"Climate change is messing with the jet stream, and it means more extreme weather events in the future."
"The climate crisis has changed weather patterns, and this could increase crop failure in multiple agricultural regions around the world, a new study says. In a report published in Nature Communications this week, researchers in the U.S. and Germany outline how food-producing regions of the world will see significantly lower crop yields in the near future.

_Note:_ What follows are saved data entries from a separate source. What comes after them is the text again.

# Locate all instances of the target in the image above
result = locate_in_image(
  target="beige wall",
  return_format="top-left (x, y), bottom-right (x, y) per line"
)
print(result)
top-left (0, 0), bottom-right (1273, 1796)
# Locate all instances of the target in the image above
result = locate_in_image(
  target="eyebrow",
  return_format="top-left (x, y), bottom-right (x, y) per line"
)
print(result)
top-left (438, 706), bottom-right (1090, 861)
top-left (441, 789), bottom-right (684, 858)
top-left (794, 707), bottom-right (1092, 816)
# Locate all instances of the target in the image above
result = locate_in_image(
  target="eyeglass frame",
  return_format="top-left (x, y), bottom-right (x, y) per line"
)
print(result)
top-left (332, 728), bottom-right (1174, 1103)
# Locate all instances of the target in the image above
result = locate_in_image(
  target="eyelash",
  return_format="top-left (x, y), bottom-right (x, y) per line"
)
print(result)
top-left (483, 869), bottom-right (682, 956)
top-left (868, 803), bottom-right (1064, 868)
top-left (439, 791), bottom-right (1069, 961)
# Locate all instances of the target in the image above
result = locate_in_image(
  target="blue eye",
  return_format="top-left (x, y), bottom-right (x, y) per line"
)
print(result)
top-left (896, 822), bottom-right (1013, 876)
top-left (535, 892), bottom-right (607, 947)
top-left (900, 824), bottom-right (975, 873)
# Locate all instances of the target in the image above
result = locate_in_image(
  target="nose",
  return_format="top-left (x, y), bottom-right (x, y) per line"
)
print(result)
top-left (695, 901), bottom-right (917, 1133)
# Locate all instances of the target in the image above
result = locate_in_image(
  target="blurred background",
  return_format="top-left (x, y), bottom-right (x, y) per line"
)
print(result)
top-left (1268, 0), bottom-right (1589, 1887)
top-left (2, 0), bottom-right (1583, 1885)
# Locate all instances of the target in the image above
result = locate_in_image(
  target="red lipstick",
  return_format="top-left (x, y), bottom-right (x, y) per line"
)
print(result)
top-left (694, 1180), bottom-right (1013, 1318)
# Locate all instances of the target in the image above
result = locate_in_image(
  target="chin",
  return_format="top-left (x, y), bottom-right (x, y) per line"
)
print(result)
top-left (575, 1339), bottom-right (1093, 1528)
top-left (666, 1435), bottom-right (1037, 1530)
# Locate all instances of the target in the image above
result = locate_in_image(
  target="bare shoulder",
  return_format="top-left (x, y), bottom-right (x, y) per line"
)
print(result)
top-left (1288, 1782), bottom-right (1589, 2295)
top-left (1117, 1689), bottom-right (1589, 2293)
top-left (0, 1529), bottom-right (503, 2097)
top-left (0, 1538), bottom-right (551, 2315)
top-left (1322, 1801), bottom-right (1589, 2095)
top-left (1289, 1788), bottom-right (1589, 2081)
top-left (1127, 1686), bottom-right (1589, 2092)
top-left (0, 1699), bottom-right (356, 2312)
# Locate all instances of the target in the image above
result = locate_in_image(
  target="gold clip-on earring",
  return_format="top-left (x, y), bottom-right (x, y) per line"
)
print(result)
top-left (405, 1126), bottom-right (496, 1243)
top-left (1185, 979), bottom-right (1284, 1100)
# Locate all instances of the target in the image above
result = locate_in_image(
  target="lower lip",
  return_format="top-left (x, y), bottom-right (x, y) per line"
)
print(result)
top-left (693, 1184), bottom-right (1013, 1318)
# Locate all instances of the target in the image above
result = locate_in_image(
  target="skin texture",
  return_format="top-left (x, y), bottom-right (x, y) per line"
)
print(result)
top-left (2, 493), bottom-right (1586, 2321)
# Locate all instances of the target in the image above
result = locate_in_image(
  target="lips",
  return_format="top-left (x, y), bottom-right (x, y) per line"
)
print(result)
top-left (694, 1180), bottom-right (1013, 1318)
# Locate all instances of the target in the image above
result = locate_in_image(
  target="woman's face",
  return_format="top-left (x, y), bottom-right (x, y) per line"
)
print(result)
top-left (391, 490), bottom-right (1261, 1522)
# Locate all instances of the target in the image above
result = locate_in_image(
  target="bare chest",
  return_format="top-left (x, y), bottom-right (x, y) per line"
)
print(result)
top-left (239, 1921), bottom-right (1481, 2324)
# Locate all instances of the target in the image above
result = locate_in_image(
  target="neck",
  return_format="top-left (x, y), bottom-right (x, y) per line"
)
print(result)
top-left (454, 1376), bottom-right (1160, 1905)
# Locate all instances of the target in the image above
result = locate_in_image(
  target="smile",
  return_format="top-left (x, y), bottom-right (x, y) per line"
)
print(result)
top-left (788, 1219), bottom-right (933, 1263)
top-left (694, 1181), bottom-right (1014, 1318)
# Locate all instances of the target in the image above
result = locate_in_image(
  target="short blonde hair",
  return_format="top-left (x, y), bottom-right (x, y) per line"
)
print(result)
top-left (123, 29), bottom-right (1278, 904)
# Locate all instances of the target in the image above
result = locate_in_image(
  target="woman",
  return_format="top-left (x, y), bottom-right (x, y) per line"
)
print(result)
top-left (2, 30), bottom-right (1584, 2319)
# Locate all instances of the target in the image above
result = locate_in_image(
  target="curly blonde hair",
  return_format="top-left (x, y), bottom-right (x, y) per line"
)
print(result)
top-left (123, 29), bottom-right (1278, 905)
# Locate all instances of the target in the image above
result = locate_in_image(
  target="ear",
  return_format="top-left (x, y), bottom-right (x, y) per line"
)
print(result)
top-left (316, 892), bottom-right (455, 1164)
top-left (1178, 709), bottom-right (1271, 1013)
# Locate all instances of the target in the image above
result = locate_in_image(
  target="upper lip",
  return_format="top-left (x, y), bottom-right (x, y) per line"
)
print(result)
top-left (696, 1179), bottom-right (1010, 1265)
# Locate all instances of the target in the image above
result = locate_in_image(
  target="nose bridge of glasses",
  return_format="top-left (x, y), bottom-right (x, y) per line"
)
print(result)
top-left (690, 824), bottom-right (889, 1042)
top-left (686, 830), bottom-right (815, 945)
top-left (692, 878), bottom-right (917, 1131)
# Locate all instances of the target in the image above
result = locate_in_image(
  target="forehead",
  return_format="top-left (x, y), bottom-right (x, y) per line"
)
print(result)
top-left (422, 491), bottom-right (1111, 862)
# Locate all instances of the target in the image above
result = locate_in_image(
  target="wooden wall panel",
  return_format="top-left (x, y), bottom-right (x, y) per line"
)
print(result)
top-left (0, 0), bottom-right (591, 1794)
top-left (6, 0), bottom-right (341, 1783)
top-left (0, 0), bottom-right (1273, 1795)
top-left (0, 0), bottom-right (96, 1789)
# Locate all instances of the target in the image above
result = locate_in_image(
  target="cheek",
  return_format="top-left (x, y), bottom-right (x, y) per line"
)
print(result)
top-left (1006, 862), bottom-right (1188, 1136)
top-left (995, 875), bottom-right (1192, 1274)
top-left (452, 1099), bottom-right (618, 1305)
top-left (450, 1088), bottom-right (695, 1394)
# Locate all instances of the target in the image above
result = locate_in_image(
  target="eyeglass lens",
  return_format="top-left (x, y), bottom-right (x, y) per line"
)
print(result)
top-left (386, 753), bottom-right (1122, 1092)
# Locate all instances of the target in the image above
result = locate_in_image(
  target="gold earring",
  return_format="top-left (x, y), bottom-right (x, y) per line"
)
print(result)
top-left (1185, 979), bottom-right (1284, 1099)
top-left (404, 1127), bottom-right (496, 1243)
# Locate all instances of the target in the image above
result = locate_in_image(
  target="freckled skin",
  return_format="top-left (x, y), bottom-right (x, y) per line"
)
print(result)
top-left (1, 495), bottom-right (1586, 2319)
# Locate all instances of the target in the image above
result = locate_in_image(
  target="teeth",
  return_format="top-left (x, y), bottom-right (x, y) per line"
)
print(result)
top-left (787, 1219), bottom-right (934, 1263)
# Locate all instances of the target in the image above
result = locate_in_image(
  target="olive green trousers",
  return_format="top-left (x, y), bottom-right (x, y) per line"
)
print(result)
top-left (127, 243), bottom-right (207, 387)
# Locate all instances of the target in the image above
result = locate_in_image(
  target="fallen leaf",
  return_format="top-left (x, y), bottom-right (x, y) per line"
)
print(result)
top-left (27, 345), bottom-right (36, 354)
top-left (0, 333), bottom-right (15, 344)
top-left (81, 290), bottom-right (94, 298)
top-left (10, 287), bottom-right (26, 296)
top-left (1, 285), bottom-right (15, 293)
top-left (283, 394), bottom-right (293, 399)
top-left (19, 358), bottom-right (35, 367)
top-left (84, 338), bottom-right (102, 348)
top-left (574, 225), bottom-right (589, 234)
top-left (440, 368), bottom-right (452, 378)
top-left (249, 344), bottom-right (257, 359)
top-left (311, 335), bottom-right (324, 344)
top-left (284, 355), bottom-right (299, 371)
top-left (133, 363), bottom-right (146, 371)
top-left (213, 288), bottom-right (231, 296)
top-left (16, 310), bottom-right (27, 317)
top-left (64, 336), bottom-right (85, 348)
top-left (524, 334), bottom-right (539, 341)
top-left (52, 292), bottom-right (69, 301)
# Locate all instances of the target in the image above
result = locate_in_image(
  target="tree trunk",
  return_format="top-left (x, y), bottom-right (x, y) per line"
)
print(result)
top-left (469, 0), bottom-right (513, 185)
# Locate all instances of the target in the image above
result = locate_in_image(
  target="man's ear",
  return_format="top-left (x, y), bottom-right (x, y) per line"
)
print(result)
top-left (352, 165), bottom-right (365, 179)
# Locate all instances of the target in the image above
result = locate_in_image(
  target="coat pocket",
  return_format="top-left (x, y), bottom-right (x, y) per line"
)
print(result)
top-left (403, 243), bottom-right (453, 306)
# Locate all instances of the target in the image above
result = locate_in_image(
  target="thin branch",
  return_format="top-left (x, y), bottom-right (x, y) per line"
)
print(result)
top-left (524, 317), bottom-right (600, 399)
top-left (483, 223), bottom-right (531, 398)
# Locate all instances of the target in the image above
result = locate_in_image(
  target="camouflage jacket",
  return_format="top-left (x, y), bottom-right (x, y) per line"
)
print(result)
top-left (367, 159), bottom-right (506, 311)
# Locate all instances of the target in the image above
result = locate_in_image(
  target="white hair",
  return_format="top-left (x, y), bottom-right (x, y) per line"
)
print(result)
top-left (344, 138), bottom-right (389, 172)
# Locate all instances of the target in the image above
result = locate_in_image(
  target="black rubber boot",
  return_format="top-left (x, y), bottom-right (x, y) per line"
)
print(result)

The researchers analyzed climate models and observational data from 1960 and 2014 and then looked at future projections between 2045 and 2099. By analyzing the data, they found that a changing jet stream has contributed to crop failure in the past. Jet streams are air currents that change weather patterns around the world. But many scientists have observed that climate change is changing how jet streams move, which could challenge crop-growing regions around the world. Climate models are equipped to show those changes in the atmosphere, but these models cannot always show how it affects conditions on the ground.
The study explains that under a high emissions scenario, a “strongly meandering jet stream” or a wavy jet stream could actually trigger some of these lower crop yield events worldwide. Data showed the researchers that years with “more than one wave event” often lead regional crop yields to drop up to 7%. They also found that agricultural regions in Eastern Europe, East Asia, and North America were likely to be impacted by these events. The study referenced a heat wave that significantly hurt agriculture in Russia back in 2010. The high temperatures that year were connected to a shift in the jet stream, according to the researchers."